Support base backing the President

Professor Siegel questions whether he is indeed getting away with it.

“We will know in 2018 during the mid-term elections and we’ll know a lot more after 2020. His base doesn’t seem to mind at all; in fact, they view it as just part of ‘shaking things up’ even as President Trump has populated the White House with family members and his cabinet with an unprecedented number of billionaires, unlike any other President. We’re going to see how much he gets away with. So far he has had very few legislative successes. His popularity upon taking office was the lowest of any President in decades and typically the honeymoon is at the beginning,” he says.

Professor Siegel says President Trump is getting away with it in the sense that he hasn’t been impeached, convicted and removed from office, but impeachment is unlikely for the time being when congressional Republicans want to get certain laws passed.

The President recently bypassed the White House correspondents’ dinner in favour of conducting a campaign rally in Pennsylvania, another breach of tradition.

The requirement for impeachment

Richard Nixon resigned before being impeached. Bill Clinton was impeached but not convicted as it requires a two thirds vote in the senate, so the threshold is high in order to remove a President.

The constitutional standard for impeachment is conviction of Treason, Bribery or other high Crimes and Misdemeanors.

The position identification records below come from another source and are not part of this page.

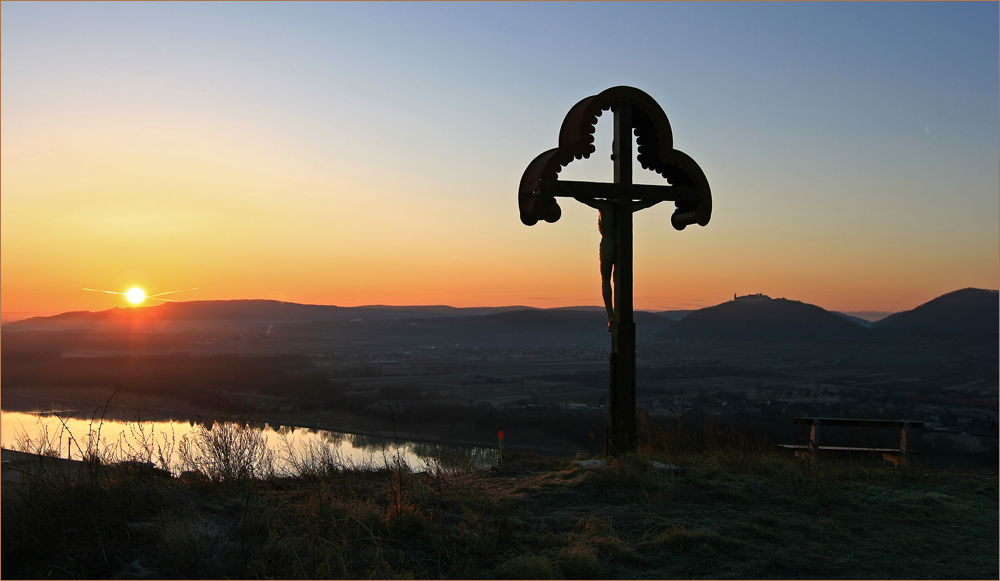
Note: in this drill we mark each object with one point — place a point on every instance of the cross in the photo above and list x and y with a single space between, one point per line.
634 112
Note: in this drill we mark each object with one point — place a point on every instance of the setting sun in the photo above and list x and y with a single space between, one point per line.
135 295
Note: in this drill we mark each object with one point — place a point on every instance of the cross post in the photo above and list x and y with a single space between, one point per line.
621 399
635 114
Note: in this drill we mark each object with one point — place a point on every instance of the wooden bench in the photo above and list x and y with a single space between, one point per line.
895 455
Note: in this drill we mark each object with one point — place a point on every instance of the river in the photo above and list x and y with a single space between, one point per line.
288 446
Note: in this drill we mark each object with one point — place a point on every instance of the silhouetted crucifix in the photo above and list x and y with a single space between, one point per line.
636 113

“There’s a lot of uncertainty and debate about exactly what that means. It’s clear that it is broader than criminally unlawful conduct. The Constitution makes it a political crime: the House impeaches and the Senate tries. So it’s the political branches, the Congress that both brings the charges as prosecutor and adjudicates as judge and jury. It’s beyond simply the kind of illegality or criminality that courts would typically handle,” he says.

He says it has to be much more than mere policy disagreement because it takes two thirds of each house of Congress to override a presidential veto and yet it takes only a majority in the House to impeach a sitting president.

“Is he likely to be impeached now? No. If the House turns over and the Democrats win the mid-terms in 2018, it becomes more likely. If President Trump’s popularity sinks lower and the Republicans realise they’re better off without him going into 2020, then it becomes more possible,” he says.

Professor Siegel says he is less concerned about the Republicans doing it (impeachment) than the Democrats because part of what he wants to see is ways in which the United States can act more like New Zealand by taking norms and conventions more seriously and putting aside partisan politics.

“I’m more concerned about Democrats impeaching him, but at the same time the conduct we are talking about is extraordinary by historical standards and what I would focus on most is his pushing of the normative limits. Putting aside conflict of interest laws or the Emoluments Clause of the Constitution, he has breached norms in a way no one else in American politics has in recent memory. It’s the blurring of the lines between public service and private corruption, and also the incessant lying,” he says.

In further developments, on Wednesday, President Donald Trump fired the FBI director, James Comey, who was leading an investigation into whether Russia meddled with the 2016 Presidential election on behalf of Mr Trump and as to whether Mr Trump’s campaign colluded in that effort.